You know, Iranian nukes might not be such a bad thing

Believe it or not, there are some potential benefits to the United States should Iran build a bomb. (I’m speaking for myself here, and in no way for the Air Force.) Five possibilities come to mind.

First, Iran’s development of nuclear weapons would give the United States an opportunity to finally defeat violent Sunni-Arab terrorist groups like Al Qaeda. Here’s why: a nuclear Iran is primarily a threat to its neighbors, not the United States. Thus Washington could offer regional security — primarily, a Middle East nuclear umbrella — in exchange for economic, political and social reforms in the autocratic Arab regimes responsible for breeding the discontent that led to the attacks of Sept. 11, 2001.

Until now, the Middle East autocracies have refused to change their ways because they were protected by the wealth of their petroleum reserves. A nuclear Iran alters the regional dynamic significantly, and provides some leverage for us to demand reforms.

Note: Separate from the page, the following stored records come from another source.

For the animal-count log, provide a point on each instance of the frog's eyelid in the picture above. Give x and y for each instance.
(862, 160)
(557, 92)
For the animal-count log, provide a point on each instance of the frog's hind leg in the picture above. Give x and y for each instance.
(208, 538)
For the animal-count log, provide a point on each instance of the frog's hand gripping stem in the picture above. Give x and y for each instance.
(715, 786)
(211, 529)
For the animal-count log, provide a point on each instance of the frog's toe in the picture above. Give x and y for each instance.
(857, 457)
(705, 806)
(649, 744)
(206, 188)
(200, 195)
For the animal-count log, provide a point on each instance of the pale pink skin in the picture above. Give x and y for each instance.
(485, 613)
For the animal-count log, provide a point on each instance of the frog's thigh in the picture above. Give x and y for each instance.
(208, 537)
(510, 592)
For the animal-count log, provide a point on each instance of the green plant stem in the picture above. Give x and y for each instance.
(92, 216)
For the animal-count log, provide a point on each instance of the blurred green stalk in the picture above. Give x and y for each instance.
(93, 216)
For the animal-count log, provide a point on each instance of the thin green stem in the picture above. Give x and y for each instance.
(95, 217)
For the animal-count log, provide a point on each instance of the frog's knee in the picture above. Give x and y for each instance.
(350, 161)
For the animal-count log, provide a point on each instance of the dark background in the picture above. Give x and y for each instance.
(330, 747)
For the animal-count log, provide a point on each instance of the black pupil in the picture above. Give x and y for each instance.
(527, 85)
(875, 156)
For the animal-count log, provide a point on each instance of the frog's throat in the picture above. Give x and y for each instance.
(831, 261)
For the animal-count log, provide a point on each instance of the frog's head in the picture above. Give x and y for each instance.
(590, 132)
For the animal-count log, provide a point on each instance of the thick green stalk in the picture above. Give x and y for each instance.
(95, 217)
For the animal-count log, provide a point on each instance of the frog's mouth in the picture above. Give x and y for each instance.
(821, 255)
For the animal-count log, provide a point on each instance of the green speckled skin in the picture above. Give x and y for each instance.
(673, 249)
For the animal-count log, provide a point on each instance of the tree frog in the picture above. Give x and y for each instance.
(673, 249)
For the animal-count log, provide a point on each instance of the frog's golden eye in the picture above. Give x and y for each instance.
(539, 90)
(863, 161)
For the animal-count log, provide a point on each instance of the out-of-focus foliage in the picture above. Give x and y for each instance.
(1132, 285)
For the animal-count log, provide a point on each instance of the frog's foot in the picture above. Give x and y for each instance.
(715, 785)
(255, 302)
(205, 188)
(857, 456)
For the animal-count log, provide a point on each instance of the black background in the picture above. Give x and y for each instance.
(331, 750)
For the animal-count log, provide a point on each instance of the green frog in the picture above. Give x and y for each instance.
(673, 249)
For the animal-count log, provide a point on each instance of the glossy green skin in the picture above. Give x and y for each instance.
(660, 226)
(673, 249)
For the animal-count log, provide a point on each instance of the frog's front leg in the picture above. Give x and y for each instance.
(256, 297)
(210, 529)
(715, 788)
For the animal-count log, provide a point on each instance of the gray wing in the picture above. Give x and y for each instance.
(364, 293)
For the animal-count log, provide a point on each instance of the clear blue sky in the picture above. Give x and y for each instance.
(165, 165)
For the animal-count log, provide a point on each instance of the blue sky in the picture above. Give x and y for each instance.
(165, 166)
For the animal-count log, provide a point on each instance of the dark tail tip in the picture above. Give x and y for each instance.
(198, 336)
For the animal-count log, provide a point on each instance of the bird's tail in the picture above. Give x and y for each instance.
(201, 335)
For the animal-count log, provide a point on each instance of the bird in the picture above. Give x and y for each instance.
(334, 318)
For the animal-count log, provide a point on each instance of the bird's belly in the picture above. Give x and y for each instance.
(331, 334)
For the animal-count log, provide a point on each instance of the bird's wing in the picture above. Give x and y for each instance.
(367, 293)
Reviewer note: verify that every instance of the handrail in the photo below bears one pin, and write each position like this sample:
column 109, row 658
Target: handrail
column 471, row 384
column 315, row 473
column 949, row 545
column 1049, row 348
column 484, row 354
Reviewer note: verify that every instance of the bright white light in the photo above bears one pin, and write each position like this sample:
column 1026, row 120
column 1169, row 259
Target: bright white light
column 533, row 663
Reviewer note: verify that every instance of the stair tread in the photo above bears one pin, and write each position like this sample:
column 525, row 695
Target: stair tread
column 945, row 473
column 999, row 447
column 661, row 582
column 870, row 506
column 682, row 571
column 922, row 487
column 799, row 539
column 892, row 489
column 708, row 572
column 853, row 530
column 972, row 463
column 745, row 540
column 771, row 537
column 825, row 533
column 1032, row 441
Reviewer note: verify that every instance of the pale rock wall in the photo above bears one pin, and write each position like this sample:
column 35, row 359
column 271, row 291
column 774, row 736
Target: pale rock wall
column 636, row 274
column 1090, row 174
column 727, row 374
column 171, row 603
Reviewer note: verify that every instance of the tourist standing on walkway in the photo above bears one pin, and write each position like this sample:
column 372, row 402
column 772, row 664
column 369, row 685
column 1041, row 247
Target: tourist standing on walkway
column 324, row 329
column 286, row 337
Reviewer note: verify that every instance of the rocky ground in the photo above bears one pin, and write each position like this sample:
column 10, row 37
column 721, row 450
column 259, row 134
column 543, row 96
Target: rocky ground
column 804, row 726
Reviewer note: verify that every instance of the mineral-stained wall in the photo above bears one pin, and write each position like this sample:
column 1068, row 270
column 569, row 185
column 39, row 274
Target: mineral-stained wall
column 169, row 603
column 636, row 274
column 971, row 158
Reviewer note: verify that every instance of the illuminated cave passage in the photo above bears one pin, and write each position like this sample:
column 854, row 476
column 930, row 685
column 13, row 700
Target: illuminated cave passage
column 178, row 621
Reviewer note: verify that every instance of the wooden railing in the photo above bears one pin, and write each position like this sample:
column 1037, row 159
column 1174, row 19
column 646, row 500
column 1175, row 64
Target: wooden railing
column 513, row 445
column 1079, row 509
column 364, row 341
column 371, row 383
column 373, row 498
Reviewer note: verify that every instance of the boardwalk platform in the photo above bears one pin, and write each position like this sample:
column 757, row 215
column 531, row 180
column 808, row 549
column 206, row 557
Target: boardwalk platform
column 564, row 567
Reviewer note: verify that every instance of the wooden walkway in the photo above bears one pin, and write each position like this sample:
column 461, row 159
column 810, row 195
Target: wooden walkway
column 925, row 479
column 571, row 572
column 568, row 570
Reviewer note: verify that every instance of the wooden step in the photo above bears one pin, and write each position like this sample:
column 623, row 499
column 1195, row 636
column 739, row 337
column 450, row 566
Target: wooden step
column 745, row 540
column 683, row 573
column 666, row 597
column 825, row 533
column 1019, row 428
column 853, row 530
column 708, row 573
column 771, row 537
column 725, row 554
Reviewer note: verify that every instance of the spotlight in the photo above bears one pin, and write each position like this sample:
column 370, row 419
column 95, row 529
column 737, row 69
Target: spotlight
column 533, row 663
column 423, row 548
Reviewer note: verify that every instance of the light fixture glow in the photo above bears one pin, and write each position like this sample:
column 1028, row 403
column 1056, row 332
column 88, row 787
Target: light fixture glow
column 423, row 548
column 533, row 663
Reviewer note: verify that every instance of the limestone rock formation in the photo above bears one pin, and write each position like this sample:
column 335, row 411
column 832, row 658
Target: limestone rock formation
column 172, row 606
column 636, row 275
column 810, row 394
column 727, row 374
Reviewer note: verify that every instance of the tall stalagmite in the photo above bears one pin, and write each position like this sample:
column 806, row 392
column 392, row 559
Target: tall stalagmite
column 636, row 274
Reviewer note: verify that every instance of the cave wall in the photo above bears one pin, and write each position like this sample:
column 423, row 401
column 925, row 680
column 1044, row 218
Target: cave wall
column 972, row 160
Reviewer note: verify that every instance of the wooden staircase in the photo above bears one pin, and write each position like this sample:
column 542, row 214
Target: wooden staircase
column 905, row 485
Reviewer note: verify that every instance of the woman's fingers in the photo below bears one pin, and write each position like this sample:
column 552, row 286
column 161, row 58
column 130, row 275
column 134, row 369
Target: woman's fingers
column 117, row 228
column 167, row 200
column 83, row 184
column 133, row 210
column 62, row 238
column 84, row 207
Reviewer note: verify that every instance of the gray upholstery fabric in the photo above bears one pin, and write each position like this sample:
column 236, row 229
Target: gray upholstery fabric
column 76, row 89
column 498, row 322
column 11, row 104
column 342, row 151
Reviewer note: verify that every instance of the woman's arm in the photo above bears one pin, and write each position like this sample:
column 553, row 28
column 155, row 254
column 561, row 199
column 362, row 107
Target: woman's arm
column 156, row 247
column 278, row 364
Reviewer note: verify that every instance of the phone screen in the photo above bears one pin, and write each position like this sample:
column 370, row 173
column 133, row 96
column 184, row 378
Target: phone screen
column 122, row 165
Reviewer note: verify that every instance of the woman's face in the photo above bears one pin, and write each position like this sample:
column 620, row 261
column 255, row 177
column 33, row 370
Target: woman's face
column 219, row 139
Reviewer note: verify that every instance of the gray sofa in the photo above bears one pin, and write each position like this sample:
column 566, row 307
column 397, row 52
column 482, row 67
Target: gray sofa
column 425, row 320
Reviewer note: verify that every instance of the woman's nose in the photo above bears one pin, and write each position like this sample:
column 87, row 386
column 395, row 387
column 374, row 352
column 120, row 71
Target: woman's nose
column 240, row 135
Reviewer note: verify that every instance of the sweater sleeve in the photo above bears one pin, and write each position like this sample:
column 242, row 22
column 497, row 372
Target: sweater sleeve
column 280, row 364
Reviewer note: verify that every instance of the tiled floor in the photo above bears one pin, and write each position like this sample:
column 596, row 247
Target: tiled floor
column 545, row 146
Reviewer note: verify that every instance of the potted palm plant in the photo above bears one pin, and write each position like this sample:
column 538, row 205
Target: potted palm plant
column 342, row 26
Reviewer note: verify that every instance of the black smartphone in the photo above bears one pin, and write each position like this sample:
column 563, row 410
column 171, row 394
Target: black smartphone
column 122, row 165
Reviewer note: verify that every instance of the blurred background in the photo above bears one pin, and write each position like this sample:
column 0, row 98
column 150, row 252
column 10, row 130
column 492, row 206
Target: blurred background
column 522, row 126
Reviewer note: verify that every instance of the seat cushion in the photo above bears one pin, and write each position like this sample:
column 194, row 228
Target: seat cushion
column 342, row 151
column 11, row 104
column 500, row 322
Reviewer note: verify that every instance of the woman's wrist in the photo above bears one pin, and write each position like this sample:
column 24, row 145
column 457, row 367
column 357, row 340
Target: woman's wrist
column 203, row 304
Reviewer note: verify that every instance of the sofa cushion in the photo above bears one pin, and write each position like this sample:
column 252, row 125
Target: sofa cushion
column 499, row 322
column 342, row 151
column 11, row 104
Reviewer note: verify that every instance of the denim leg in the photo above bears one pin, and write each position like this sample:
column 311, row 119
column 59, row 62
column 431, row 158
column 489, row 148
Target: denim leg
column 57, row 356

Second, becoming the primary provider of regional security in a nuclear Middle East would give the United States a way to break the OPEC cartel. Forcing an end to the sorts of monopolistic practices that are illegal in the United States would be the price of that nuclear shield, bringing oil prices down significantly and saving billions of dollars a year at the pump. Or, at a minimum, President Obama could trade security for increased production and a lowering of global petroleum prices.